Over the past two years, I’ve worked in two different systems with radically different approaches to filtering, so I’ve seen first-hand how those policies affect students.
The first district blocked student access to almost all social sites, including email. The irony was that, in that system, the technology department chose the less-expensive option of blocking only sites whose URL began with “http:”, so students could quickly bypass the filter by adding an “s” to any site requiring a secure login for social access. It was a trick every student knew, along with using the generic logins from our feeder schools to circumvent the individual logins they were supposed to use for network access in high school. Meanwhile, the home pages on all the library computers were set to the MSN portal as a default homepage, which happened to be blocked. So every single time a student launched a broswer, they were confronted with a filter right out of the gate. Not the friendliest way to access library technology… plus there was the wrinkle that students who needed access to email to register for standardized tests, apply for colleges or jobs, or communicate with potential employers or higher education institutions were thwarted unless they were willing to “work around” it.

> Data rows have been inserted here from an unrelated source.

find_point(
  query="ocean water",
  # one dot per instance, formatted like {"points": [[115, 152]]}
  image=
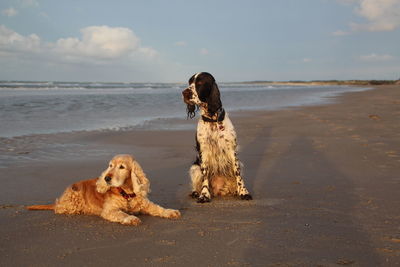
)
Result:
{"points": [[31, 108]]}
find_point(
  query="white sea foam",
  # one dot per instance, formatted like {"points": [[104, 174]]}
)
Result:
{"points": [[28, 108]]}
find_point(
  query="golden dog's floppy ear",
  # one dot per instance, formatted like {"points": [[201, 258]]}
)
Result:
{"points": [[140, 183]]}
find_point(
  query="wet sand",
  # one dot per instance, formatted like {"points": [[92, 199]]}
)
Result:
{"points": [[325, 181]]}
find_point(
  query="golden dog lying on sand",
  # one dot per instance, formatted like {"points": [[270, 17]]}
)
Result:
{"points": [[120, 190]]}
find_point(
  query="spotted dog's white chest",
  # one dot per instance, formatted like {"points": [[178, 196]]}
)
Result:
{"points": [[217, 146]]}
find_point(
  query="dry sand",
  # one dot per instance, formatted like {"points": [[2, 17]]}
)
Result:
{"points": [[325, 182]]}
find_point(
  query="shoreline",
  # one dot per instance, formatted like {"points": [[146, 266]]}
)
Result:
{"points": [[324, 180]]}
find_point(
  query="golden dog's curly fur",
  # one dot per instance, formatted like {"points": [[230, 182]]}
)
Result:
{"points": [[120, 191]]}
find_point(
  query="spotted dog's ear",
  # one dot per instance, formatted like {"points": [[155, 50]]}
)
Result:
{"points": [[140, 183], [191, 111], [214, 100]]}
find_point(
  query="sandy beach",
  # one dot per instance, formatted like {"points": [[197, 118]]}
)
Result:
{"points": [[325, 181]]}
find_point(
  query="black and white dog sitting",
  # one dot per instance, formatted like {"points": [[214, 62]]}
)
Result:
{"points": [[216, 170]]}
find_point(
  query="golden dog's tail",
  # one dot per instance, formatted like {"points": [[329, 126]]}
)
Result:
{"points": [[40, 207]]}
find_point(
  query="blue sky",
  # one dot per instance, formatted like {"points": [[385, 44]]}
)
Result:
{"points": [[167, 41]]}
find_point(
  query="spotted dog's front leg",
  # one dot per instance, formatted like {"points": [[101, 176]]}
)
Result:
{"points": [[240, 187], [200, 183], [205, 195]]}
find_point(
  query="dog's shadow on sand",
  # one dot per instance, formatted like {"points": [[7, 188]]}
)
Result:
{"points": [[312, 223]]}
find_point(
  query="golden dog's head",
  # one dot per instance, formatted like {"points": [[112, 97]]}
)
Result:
{"points": [[122, 171]]}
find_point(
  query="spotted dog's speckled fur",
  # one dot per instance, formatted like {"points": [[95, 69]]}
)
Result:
{"points": [[217, 170]]}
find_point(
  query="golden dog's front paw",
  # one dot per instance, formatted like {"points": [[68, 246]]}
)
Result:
{"points": [[131, 220], [172, 214]]}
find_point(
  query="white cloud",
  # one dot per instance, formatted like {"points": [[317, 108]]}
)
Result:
{"points": [[9, 12], [380, 15], [180, 43], [28, 3], [14, 43], [98, 43], [376, 58], [204, 51], [103, 42], [340, 33]]}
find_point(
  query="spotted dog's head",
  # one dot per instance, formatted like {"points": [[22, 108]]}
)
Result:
{"points": [[202, 92]]}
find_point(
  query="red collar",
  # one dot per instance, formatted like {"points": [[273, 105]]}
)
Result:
{"points": [[124, 194]]}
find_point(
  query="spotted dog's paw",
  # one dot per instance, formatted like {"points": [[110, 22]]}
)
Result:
{"points": [[194, 194], [246, 197], [203, 199]]}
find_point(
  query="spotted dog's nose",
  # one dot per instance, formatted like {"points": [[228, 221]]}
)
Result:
{"points": [[187, 94]]}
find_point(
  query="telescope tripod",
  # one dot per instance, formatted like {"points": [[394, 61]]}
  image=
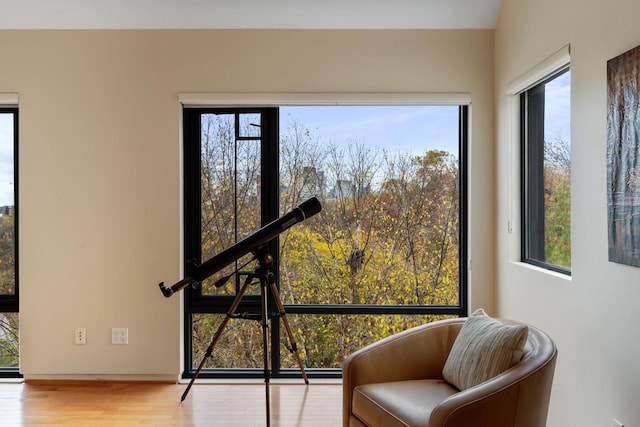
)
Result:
{"points": [[267, 287]]}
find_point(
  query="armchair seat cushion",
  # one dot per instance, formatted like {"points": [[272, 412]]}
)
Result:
{"points": [[399, 403]]}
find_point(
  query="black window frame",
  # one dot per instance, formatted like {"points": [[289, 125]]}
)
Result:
{"points": [[11, 303], [196, 303], [532, 143]]}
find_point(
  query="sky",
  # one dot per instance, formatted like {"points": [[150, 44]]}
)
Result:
{"points": [[410, 129], [558, 108], [6, 159]]}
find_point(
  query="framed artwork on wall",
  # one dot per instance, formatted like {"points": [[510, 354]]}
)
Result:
{"points": [[623, 157]]}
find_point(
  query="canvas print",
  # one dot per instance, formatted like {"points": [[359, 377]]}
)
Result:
{"points": [[623, 157]]}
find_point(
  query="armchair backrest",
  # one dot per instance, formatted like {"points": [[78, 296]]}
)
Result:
{"points": [[519, 397]]}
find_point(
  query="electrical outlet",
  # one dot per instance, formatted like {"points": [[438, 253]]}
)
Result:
{"points": [[81, 335], [119, 335]]}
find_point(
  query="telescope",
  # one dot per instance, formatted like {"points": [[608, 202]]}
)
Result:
{"points": [[305, 210]]}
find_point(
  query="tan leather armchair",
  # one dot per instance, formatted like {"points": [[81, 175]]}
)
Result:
{"points": [[398, 382]]}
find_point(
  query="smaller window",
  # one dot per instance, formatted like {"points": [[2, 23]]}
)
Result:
{"points": [[546, 173]]}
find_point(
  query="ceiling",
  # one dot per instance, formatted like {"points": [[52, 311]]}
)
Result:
{"points": [[227, 14]]}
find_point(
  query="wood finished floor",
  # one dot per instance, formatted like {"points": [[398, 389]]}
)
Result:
{"points": [[155, 404]]}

The filtering was often illogical, and I saw plenty of objectionable content which made it through. And, should a student try to log in to a site that was blocked, that site would be blocked for an hour on that computer, regardless of login. So, if a student tried to access gmail and was blocked, the teacher who sat at the computer minutes later wouldn’t be able to get to gmail, either, under their own login. And the filter blocked all sorts of other sites. A student from making a puzzle to assess his classes’ understanding, a required component of a presentation assignment, picture below. Note that the objectionable category is “Education.”
At the system where I’m working now, I can confidently say that filtering is not an impediment to effective communication or to learning. I’ve encountered only a handful of blocked sites. GoodReads was filtered out last year, but this year it’s not. Facebook is blocked, and even links to fb are blacked out. I’m not sure why. There are Twitter enthusiasts among administration, and the use of that site is downright encouraged.
Apart from Facebook, I can count the time I’ve seen filters trip. Occasionally, the filter will trip when I mistype an address in my browser address bar, saving me from malware. I had a student researching legal issues related to child sexual abuse in the Code of Alabama get blocked, mid-research, probably because of the search terms she was using. Once in a while, an image in my RSS reader, almost always a piece of artwork from Rookie, is filtered.
At any hour, students are viewing YouTube videos on library machines, perusing Pinterest, emailing their teachers and college admissions officers and military recruiters — all activities that would have to be carried our, sub rosa, in my last school. We aren’t plagued with viruses or inexplicable bandwidth issues here. Our students learn how to use Dropbox, email attachments, and convert file formats in organic ways.
The relationship between technology departments and libraries and indeed classrooms seems ideal — to support, not impede, instruction.